[This item has been updated with CDPH comment.]

Officials of Healdsburg and at least three smaller water districts have been trying to shed unwanted status as poster children for the California drought.

In a January 28 press release at http://www.cdph.ca.gov/Pages/NR14-012.aspx, the Department of Public Health issued a list of 17 communities that it said were at risk for running out of drinking water. Since then, Healdsburg City Manager Marjie Pettus has been insisting she doesn't know why.

Pettus said, "We believe that perhaps an assumption was made because our City Council took proactive measures and implemented a mandatory water conservation measure." But she and Planning Director Barbara Nelson said the early move to strict conservation was a stewardship measure, not a sign of immediate shortage.

[California Dept. of Health Services spokesman Ronald Owens wrote on April 2: "The City of Healdsburg was on the initial list of 17 water systems identified as at risk with drought-related water supply concerns... based on our initial survey. Since that time, some systems, such as Healdsburg, have been able to improve their situation, some with CDPH assistance, and the concerns have reduced."]

Healdsburg is at Stage 2 mandatory water conservation, which calls for a 20% reduction below last year's water use. The city's Web site cites low Russian River flows from Lake Mendocino in imposing the restrictions: http://www.ci.healdsburg.ca.us/index.aspx?page=397.

But Pettus said: "Healdsburg has sufficient water to meet current demand." She said the city can additionally draw from wells in Dry Creek Valley as of April 1 of each year. "Between the river and the wells we can meet all of our commercial and residential water needs."

This chic wine-tourism destination with more than 11,000 residents was the largest water district on February's at-risk list. It appeared alongside smaller areas whose reactions have been mixed.

Water managers in Shaver Lake Heights, Bass Lake and Sierra Cedars wrote that they were placed on the "at-risk" list in error and were then removed. Pete Conrad of Sierra Cedars passed on an email from CDPH's Merced District saying Sierra Cedars "should not have been included on the list as there is no indication that the system is experiencing any reduced capacity or other complications due to drought conditions."

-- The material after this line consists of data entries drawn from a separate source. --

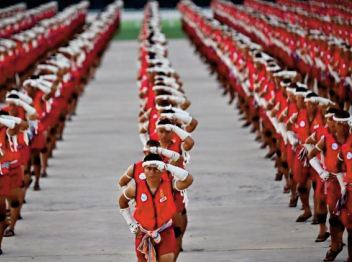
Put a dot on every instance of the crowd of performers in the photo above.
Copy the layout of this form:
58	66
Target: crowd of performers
57	56
154	188
293	87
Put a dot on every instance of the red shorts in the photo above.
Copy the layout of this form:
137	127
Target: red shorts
346	212
333	193
16	177
166	246
5	185
300	172
25	155
178	198
319	192
290	156
38	141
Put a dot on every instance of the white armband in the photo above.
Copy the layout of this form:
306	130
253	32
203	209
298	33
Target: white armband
29	109
143	138
179	173
315	163
174	156
292	138
177	99
13	120
184	117
180	132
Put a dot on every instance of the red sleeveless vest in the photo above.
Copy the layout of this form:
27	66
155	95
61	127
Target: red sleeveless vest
346	150
331	154
153	211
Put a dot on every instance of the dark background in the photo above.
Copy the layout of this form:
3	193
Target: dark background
99	4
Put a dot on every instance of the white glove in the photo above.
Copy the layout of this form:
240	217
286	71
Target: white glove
293	118
316	165
17	120
29	109
174	156
339	177
292	138
179	131
159	164
179	173
324	175
132	225
184	117
14	101
143	138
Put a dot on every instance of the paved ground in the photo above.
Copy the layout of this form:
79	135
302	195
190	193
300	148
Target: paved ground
237	212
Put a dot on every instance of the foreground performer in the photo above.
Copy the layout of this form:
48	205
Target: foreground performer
155	207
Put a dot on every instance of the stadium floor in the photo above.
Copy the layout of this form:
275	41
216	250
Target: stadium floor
236	211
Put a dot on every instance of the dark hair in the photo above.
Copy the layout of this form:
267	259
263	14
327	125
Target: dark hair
301	89
164	122
3	113
293	85
153	143
311	94
331	110
164	103
162	92
342	114
152	157
14	96
286	80
158	82
167	111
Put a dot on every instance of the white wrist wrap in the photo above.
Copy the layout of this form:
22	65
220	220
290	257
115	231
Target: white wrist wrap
179	173
180	132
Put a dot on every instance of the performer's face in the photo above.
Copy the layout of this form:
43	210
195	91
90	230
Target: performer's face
164	135
342	129
152	172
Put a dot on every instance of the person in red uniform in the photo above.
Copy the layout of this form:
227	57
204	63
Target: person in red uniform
329	148
346	212
299	124
155	207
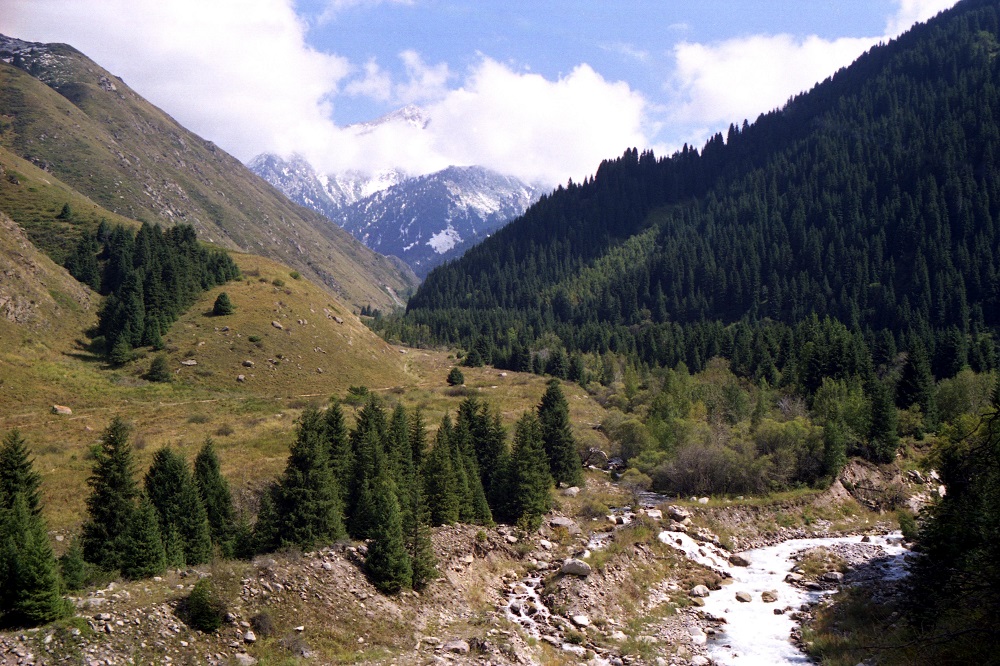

Pettus, however, said phone calls to state officials by Healdsburg Mayor Jim Wood got no clear explanation for the at-risk designation. She said, "They might have acknowledged the mistake but there was no corrective action taken."

Some of the districts on the list of 17 do face nervous water situations.

One such is Lake of the Woods, nearly a mile above sea level in the Tejon Pass area of Kern County. The New York Times' Adam Nagourney reported March 7 at http://nyti.ms/1g76cj1 that the community was near the point of trucking in water.

In Redwood Valley, water manager Bill Koehler didn't mind being on the list. "Yes, we are, and yes, we deserve to be." He said tree-ring records suggested his area of Sonoma County, served by drastically low Lake Mendocino -- "It's a mudflat" -- was suffering a 400-year drought. He said Redwood Valley had about 120 days of water and then would have to depend on neighbors.

The at-risk designation had no formal effect but Pettus said it drew "a tremendous amount of media attention". The 17 listed communities have been mentioned as emblematic of California's drought in news reports as far away as Toronto: http://bit.ly/1bK8n6m. Likewise Nagourney, reporting on Lake of the Woods, narrated, "for 17 small rural communities in California, the absence of rain is posing a fundamental threat to the most basic of services: drinking water..."

At CDPH, spokesman Ron Owens responded to a request for comment by calling attention to a new list posted March 4: http://bit.ly/1g76RRq. The new list says "CDPH has prioritized assistance to the following public drinking water systems," and names seven districts: Willits, Redwood Valley, Lake of the Woods, and four remote districts that each serve 100 or fewer people. CDPH had not responded specifically by press time to a request for comment on the objections from Healdsburg and the three smaller towns, nor to a question how the criteria compared for the January 28 and the March 4 lists.